Il s'agit d'un récit très inhabituel parce qu'il mêle fantastique et réalisme, intriquant plusieurs histoires dans des chapitres courts aux titres explicites et apparemment sans lien. Les personnages sont tous happés par une histoire personnelle dense, tragique dans sa banalité ou son mystère. Peu ou pas de liens entre eux, sauf la tragédie personnelle qui frappe dans tous les recoins de la psyche humaine. Un condensé de la société indienne dans sa complexité et sa diversité. Autour d'eux, dans la chaleur et la misère, la ville, déesse impassible jamais rassasiée.

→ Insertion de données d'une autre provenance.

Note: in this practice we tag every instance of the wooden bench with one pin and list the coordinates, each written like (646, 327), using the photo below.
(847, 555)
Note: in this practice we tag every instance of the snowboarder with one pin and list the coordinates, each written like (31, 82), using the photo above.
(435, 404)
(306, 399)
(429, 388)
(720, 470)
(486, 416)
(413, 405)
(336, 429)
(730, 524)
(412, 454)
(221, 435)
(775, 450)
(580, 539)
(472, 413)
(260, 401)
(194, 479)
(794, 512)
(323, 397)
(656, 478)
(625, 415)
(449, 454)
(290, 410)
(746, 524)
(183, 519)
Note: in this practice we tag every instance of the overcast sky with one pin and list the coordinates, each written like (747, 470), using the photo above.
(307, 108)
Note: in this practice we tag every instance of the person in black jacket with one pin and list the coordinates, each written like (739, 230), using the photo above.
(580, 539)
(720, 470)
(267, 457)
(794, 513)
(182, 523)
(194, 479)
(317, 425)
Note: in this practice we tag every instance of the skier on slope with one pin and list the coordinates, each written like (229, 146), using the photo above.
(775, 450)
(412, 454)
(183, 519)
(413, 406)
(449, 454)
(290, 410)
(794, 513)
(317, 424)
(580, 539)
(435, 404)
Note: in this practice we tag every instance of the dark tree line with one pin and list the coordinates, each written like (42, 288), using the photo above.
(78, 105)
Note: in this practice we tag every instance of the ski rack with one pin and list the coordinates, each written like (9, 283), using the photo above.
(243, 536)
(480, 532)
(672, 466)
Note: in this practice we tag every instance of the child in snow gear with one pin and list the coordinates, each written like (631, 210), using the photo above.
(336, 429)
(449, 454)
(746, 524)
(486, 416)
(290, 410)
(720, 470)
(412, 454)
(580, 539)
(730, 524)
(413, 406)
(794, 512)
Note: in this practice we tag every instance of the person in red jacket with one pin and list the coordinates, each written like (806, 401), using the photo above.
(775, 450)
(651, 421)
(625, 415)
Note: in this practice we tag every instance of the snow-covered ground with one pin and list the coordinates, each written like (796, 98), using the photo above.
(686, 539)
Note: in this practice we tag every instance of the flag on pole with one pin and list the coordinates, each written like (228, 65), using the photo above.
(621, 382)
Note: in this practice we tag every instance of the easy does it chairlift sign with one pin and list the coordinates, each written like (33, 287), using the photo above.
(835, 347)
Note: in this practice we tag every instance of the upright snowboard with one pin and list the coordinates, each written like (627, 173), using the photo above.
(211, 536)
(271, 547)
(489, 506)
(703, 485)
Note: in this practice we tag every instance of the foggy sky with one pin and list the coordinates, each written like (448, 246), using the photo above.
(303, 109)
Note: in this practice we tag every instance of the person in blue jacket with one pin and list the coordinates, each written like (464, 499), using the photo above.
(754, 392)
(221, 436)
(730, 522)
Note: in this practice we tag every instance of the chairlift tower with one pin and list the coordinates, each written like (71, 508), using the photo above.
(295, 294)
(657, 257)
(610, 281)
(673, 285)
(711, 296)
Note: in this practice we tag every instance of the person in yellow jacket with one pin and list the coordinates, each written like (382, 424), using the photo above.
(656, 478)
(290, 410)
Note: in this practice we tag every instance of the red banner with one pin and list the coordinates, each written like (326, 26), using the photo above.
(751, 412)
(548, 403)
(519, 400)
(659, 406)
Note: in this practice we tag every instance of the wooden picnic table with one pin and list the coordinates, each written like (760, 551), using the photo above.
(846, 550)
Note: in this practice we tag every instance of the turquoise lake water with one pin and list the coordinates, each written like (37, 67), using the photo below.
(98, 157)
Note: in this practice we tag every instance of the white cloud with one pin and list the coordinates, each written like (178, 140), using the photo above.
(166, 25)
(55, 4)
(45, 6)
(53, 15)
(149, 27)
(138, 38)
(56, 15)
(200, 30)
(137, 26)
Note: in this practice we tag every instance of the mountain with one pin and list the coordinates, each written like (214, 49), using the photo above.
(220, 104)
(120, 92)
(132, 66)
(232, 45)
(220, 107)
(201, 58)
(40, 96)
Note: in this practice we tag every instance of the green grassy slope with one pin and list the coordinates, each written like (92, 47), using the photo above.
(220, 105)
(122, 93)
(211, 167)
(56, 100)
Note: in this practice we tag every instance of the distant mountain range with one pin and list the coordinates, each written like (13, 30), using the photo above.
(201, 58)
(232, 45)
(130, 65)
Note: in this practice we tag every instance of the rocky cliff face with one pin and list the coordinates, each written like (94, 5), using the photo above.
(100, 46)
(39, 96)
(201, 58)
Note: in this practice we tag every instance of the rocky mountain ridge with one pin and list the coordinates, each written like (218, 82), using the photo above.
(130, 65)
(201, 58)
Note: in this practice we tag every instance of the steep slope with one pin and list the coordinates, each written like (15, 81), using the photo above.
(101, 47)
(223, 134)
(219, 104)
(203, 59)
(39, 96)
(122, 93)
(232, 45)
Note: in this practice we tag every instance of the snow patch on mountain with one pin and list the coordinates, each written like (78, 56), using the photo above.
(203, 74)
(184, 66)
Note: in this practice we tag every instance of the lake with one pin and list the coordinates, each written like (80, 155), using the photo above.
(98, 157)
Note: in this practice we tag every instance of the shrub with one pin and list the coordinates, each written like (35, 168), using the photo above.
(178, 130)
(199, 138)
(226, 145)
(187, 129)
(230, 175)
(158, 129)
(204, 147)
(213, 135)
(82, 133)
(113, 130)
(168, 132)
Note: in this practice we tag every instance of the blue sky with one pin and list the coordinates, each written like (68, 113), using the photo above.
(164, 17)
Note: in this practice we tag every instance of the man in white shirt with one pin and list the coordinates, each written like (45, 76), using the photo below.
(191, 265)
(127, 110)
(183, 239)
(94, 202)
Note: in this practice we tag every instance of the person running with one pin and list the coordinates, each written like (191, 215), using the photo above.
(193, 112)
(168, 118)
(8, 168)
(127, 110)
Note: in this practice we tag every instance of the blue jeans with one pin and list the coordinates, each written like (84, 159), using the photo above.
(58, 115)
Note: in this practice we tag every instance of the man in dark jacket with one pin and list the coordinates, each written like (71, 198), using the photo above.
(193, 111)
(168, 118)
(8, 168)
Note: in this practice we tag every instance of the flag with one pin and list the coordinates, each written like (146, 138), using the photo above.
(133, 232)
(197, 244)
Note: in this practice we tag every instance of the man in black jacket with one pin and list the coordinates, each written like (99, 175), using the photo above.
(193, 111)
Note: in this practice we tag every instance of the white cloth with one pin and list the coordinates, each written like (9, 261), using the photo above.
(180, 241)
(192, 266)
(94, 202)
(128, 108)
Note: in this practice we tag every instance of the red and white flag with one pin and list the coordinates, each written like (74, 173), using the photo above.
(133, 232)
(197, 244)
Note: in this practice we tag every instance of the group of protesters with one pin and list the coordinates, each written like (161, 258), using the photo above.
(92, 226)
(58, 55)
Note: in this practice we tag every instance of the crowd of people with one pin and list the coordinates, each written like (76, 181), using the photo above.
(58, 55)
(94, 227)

Un petit aperçu, pour goûter :
« Il aime la poésie, il n'aime pas l'humidité, il n'aime pas les gouttelettes ou les éclaboussures. Ni couteau, ni corde épaisse, ni barre de fer, armes les plus populaires des meurtres qui défraient la chronique dans cette ville. Celui d'Aarushi, l'écolière ; de Gurpreet et Jasmeen, une mère et sa fille ; de Laurent, le touriste français ; de l'Afghane Paimana et du couple âgé de Grand Kailash I, la plupart poignardés, entaillés en de nombreux endroits du corps. Ou étranglés, tabassés. Pas pour lui tout ça, il sait que ses bras sont trop faibles, et même s'il parvenait à trouver la force de frapper, il est peu probable qu'il tuerait du premier coup, ce qui veut dire qu'il devrait continuer à frapper, et donc à maculer et à tacher de plus grandes zones. A provoquer un cri, qui sait ? Il y a 29468 personnes au kilomètre carré dans cette ville (recensement de 2011), et le double d'oreilles.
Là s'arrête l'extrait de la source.